Typhoon Washi victims who are made homeless after their houses were swept away by flash floods rest at an evacuation center in Cagayan de Oro in the southern Philippines. Credit: REUTERS/Erik De Castro courtesy of Alertnet.org

By Jennifer Hardy, CRS Regional Information Officer for Asia

When people living along the river went to sleep in Cagayan de Oro on Friday night, they didn’t know that a wall of water was barreling toward their homes. By 11 pm, communities in this part of the island of Mindanao in the southern Philippines were mostly quiet. Radios were silenced for the night.
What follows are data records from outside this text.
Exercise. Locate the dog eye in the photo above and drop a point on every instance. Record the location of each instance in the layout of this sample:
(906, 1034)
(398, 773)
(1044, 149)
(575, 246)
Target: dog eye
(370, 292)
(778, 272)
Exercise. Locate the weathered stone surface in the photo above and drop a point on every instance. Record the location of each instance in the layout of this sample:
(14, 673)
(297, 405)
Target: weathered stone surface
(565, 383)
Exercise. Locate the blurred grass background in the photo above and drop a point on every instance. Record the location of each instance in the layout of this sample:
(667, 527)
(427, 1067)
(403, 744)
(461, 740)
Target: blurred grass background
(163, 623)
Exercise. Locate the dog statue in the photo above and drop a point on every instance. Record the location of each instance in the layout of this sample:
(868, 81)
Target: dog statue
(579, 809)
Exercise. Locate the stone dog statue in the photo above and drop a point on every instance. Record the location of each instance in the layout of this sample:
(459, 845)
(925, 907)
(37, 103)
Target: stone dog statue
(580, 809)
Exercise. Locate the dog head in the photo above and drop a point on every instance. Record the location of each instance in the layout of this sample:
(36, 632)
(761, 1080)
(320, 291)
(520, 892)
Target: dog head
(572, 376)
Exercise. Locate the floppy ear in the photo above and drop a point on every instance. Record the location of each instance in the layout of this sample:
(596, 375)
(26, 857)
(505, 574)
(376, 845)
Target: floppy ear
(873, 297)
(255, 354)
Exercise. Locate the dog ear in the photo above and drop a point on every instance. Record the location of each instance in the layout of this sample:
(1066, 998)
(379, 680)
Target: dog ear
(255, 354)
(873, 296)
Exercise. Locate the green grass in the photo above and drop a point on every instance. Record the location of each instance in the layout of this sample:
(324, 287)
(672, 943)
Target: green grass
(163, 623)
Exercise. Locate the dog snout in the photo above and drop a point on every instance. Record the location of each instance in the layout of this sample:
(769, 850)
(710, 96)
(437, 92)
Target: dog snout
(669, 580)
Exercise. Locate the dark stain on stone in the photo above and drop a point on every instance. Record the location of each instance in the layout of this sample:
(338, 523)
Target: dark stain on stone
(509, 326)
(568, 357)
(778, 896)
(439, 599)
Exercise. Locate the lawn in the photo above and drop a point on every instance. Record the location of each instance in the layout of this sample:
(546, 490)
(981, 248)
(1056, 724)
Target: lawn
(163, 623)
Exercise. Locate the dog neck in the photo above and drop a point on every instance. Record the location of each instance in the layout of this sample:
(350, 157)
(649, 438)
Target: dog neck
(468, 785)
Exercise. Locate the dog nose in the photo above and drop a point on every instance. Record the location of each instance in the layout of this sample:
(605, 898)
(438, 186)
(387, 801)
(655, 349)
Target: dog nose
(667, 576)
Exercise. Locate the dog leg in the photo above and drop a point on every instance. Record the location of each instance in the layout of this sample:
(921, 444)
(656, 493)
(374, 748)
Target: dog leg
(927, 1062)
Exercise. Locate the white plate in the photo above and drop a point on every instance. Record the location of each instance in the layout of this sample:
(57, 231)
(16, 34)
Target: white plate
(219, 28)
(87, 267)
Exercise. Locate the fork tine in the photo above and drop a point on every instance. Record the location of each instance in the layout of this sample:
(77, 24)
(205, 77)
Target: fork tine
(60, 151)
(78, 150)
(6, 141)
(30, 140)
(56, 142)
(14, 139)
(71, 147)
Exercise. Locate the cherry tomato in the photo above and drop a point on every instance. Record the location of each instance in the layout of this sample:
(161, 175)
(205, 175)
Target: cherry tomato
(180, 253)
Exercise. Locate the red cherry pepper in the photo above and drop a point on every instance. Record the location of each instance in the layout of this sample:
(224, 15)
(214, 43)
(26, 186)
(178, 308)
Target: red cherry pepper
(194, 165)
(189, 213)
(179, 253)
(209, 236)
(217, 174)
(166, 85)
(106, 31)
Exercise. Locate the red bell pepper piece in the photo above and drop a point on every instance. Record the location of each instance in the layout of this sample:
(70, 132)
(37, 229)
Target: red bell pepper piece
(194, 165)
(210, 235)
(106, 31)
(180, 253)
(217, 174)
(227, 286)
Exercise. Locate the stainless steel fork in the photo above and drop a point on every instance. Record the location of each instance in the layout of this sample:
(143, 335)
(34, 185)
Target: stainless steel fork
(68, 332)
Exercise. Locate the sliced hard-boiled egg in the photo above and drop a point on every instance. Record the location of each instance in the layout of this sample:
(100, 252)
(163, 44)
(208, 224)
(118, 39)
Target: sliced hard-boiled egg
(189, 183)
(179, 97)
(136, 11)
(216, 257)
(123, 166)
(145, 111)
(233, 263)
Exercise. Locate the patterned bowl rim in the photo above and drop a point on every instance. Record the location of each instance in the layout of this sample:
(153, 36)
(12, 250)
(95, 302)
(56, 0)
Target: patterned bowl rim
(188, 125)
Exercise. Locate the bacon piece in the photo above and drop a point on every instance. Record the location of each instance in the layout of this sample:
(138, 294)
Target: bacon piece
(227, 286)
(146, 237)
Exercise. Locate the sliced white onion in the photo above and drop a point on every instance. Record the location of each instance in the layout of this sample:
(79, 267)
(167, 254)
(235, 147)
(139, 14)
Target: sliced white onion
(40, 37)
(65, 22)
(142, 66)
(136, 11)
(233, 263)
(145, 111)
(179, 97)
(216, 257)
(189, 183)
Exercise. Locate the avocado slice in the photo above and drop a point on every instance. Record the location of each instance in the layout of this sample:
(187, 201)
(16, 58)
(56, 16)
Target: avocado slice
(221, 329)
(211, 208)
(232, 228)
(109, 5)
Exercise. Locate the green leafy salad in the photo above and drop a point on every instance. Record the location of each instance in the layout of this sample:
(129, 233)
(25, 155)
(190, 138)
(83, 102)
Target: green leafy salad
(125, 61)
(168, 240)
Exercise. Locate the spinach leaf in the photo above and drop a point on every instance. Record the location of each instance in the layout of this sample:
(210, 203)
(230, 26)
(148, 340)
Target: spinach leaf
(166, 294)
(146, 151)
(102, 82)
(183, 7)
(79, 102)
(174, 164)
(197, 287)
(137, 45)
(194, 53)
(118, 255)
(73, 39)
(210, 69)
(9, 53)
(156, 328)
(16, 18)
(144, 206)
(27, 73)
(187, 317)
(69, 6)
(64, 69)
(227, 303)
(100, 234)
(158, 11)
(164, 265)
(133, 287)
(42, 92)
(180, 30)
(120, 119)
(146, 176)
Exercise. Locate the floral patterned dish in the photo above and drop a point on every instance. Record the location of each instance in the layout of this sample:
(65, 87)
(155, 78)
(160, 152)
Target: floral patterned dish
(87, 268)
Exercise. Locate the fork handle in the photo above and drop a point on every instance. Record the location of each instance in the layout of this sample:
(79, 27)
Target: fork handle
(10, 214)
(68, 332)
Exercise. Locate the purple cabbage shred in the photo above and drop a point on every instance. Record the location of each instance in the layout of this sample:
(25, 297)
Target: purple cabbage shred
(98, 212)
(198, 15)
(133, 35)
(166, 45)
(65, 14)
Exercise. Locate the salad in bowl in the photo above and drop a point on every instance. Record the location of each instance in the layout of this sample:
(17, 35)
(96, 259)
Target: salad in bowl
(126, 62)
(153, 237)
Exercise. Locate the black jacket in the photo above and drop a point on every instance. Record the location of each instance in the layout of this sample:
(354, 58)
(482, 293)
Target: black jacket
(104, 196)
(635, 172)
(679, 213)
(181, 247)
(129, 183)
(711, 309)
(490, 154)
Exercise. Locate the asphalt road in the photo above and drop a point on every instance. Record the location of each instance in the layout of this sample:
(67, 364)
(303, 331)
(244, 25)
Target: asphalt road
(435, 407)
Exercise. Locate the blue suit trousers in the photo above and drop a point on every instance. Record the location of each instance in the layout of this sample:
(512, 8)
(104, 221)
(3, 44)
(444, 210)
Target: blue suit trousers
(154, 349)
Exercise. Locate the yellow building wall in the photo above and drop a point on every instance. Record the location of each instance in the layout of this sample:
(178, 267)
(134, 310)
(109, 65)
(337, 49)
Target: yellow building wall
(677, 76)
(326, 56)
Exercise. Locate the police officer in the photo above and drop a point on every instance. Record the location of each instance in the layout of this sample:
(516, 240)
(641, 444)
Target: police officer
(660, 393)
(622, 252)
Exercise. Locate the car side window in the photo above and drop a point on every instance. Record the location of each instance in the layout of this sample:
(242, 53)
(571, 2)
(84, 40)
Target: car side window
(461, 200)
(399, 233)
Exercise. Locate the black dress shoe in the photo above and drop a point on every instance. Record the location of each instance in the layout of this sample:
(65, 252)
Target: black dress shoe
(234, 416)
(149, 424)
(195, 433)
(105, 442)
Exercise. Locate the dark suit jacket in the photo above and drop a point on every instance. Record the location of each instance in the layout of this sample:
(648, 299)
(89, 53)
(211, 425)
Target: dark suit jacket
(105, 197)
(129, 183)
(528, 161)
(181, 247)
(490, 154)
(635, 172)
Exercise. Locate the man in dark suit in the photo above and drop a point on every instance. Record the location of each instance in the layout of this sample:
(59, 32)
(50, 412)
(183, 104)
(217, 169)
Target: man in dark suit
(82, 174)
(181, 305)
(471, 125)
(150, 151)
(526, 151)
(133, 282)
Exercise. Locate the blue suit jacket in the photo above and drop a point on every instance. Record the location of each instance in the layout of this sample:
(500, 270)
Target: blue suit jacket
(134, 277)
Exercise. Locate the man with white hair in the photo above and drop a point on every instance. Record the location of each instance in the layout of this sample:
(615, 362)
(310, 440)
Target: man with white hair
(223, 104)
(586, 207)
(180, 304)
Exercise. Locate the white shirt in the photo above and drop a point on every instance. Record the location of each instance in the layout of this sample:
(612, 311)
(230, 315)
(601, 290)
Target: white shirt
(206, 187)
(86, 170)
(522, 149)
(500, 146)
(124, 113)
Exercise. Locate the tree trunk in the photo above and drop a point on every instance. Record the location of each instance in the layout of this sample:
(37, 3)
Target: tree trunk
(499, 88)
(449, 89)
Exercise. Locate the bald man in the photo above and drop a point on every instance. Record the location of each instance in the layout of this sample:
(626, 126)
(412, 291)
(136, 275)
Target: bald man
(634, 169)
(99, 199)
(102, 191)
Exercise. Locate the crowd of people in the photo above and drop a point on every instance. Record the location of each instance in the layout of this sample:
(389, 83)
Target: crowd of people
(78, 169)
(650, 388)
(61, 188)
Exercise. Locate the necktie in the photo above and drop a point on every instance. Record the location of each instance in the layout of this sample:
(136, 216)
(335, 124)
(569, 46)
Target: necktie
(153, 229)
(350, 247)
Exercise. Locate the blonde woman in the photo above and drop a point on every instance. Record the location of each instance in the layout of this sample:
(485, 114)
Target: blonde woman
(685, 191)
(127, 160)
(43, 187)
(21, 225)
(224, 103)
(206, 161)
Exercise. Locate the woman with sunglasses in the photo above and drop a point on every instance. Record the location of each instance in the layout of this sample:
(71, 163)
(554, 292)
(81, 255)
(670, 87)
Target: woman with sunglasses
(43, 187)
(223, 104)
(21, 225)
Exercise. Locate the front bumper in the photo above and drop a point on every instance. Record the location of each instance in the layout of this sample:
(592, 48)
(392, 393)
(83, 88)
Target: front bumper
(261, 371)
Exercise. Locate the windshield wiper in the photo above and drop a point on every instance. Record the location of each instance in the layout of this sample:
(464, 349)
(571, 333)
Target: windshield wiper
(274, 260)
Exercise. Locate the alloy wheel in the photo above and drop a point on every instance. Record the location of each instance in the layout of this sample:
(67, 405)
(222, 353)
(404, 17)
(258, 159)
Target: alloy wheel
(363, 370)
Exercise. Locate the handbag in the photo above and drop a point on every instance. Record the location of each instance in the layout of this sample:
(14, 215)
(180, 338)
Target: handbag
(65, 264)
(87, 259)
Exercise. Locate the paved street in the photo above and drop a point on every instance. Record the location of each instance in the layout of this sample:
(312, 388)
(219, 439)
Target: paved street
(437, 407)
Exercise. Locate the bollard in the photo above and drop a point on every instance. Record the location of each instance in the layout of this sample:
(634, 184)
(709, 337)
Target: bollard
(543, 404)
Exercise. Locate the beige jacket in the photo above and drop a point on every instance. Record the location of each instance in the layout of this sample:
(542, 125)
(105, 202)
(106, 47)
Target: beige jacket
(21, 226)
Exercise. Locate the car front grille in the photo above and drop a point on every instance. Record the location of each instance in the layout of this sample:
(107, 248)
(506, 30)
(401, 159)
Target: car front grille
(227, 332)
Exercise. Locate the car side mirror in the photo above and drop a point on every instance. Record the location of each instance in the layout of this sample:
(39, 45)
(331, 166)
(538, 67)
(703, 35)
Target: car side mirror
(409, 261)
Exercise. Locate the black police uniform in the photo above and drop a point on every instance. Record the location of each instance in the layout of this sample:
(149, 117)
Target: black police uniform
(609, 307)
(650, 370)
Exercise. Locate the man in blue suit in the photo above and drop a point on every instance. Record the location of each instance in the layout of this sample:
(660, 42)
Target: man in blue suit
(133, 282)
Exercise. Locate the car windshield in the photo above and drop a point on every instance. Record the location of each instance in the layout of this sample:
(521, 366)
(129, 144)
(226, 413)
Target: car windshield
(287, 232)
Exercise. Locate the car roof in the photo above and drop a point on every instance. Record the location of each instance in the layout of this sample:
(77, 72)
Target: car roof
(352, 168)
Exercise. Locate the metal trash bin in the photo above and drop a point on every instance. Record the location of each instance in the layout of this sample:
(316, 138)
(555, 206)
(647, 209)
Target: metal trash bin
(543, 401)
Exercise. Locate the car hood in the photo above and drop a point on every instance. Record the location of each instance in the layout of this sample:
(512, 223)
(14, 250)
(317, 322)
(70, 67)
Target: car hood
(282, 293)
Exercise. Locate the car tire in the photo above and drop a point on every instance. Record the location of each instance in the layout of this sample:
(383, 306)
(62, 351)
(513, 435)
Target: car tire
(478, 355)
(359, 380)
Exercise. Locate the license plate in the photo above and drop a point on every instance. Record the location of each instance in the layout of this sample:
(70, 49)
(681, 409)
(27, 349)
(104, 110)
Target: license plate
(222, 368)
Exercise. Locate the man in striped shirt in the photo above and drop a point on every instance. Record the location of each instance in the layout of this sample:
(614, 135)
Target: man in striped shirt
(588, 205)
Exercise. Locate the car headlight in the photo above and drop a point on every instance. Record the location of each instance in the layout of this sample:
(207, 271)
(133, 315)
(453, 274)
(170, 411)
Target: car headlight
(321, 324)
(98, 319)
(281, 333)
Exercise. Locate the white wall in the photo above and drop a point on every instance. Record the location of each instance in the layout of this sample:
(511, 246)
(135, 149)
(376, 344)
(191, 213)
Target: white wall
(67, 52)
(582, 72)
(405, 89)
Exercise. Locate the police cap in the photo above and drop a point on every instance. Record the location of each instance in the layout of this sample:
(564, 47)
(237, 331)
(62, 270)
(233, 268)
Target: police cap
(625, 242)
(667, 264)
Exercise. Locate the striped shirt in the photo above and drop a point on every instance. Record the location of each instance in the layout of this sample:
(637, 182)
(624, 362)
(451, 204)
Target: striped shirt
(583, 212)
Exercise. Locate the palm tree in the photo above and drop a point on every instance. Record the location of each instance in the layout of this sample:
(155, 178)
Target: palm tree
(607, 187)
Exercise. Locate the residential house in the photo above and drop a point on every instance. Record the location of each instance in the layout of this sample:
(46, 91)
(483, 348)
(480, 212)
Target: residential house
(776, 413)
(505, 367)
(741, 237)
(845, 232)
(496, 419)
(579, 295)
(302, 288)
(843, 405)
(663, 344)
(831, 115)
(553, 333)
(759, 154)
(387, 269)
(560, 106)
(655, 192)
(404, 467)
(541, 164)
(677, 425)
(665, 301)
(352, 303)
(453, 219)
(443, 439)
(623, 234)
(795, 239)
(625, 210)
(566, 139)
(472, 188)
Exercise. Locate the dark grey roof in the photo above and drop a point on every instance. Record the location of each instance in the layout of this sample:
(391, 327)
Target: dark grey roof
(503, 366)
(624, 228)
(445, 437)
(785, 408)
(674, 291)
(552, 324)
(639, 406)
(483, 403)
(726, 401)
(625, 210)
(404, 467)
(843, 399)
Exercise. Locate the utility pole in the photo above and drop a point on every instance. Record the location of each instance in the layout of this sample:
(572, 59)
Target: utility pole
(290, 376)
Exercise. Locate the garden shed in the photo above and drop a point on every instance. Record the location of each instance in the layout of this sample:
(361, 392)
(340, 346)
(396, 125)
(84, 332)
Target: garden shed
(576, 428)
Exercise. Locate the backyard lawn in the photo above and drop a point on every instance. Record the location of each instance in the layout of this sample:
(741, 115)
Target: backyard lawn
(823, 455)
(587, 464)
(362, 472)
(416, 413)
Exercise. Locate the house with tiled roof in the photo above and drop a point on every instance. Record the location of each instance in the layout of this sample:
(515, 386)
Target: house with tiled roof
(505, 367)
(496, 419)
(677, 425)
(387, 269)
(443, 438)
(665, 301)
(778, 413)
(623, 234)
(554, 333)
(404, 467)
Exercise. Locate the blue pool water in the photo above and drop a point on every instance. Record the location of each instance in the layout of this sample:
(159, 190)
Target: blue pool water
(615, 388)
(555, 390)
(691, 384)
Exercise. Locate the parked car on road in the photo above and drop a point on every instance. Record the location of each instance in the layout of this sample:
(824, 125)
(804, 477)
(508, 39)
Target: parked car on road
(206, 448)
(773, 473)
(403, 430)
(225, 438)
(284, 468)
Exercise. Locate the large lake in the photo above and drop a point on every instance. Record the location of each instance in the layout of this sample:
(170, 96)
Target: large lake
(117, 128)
Residents didn’t hear the emergency warnings broadcast by the government shortly before water crashed into homes on the riverbank. Survivors made it out of the water with their lives, but few possessions. Others perished before they could even leave their homes.

Joe Curry, Catholic Relief Services’ country representative for the Philippines, arrived at the flood zone and met people who had lost everything. “Some people don’t even have shoes – their sandals were pulled off their feet in the flood,” he says.

The topography of Cagayan de Oro was ripe for disastrous flooding. A river flows down a mountain, through a ravine, into the city and out to the ocean. But there had been storms before that didn’t cause such widespread death and destruction. Tropical Storm Washi (known locally as Sendong) took an unusual path that brought torrential rain to the mountains around Cagayan de Oro. City residents didn’t have a precedent for the flash floods that followed. More than 50,000 people are now living in emergency evacuation centers.

Homes along the river belonged to some of the poorest people in the city, but all of Cagayan de Oro is feeling the effect. The flash flood wiped out the city’s water main and pump stations along the river. About 80% of the city’s 600,000 people are without running water. Student groups at Xavier University, one of CRS’ local partners, are using Facebook to share information about where people can access drinking water. Government officials say that it could be up to 30 days before water is restored to most of the city.

Curry reports that CRS is prepared to help those most affected by the floods. “CRS is partnering with the Archdiocese of Cagayan de Oro to find how we can help those in greatest need. We’ve seen that people in the flood’s path need basic household goods like water jugs, cooking utensils and soap. Water is most important over the next few days. The government has distributed food to some people, but they don’t have water or pots to cook a meal,” he says.

“I’m hopeful that we will be able to reach people quickly and help them meet their most urgent needs,” says Curry. “We’re seeing people in the community pull together and share what little they have.”